Germany is on pace to take in one million asylum-seekers this year. In the last 11 months, the country has taken in 964,574 new migrants, including more than 200,000 just in November. According to Die Welt (link in German), more than half of the potential refugees—about 484,000 migrants—came from Syria.
Germany has accepted the largest number of asylum-seekers of all European countries, according to the UN High Commissioner for Refugees. “Germany is doing what is morally and legally obliged,” chancellor Angela Merkel said in September (paywall). “Not more, and not less.”
It’s extraordinary also because it’s larger than the total number of refugees that the US—with a population of 320 million to Germany’s 80 million—has accepted in the last 10 years. Since 2005, the US has accepted a total of 675,982 refugees from regions all over the world, according to data from the Refugee Processing Center, an arm of the US Department of Justice’s Bureau of Population, Refugees and Migration.

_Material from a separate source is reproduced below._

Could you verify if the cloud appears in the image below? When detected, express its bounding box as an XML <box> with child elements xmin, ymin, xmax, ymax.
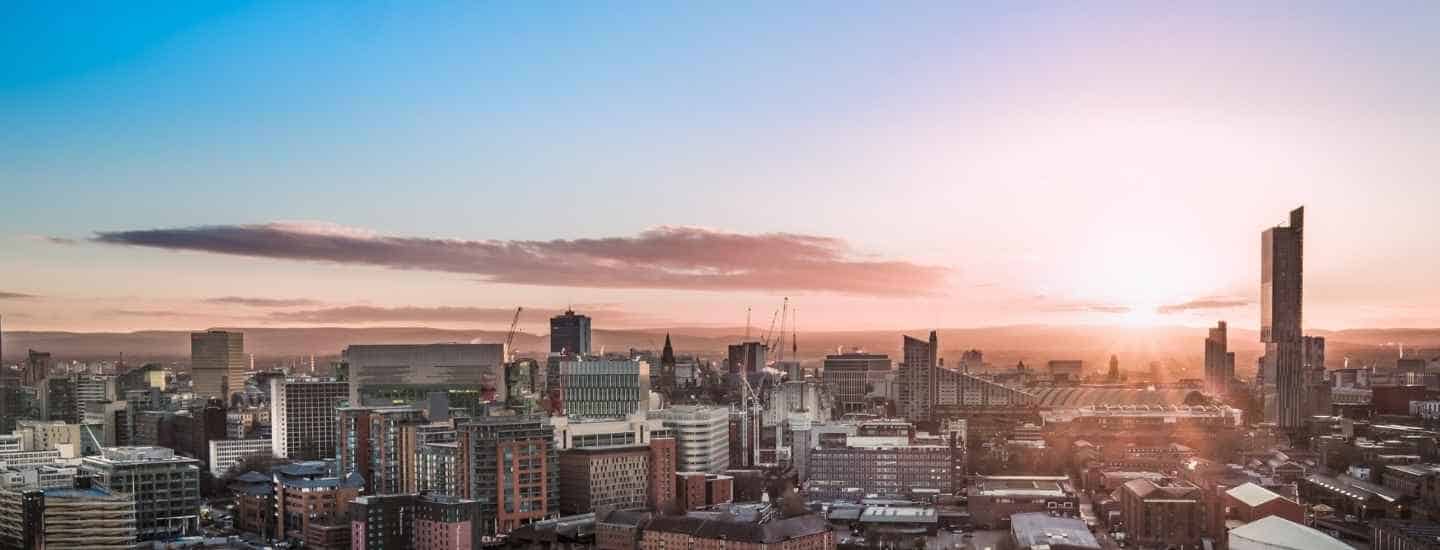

President Barack Obama in September announced a plan for the US to resettle 10,000 Syrian refugees over the next year, and has recently called on Americans to welcome Syrian families as modern-day pilgrims. But his campaign to show the US can shoulder more of the weight of Europe’s migrant crisis has faced its own challenges: Obama’s refugees plan has drawn criticism from several, mostly Republican state governors who cite security concerns for US citizens after the Nov. 13 terror attacks in Paris.
Just last week, Texas filed a lawsuit against the federal government for moving forward with plans to resettle two Syrian families in the state—although in recent years, the state has taken in more refugees than any other in the US.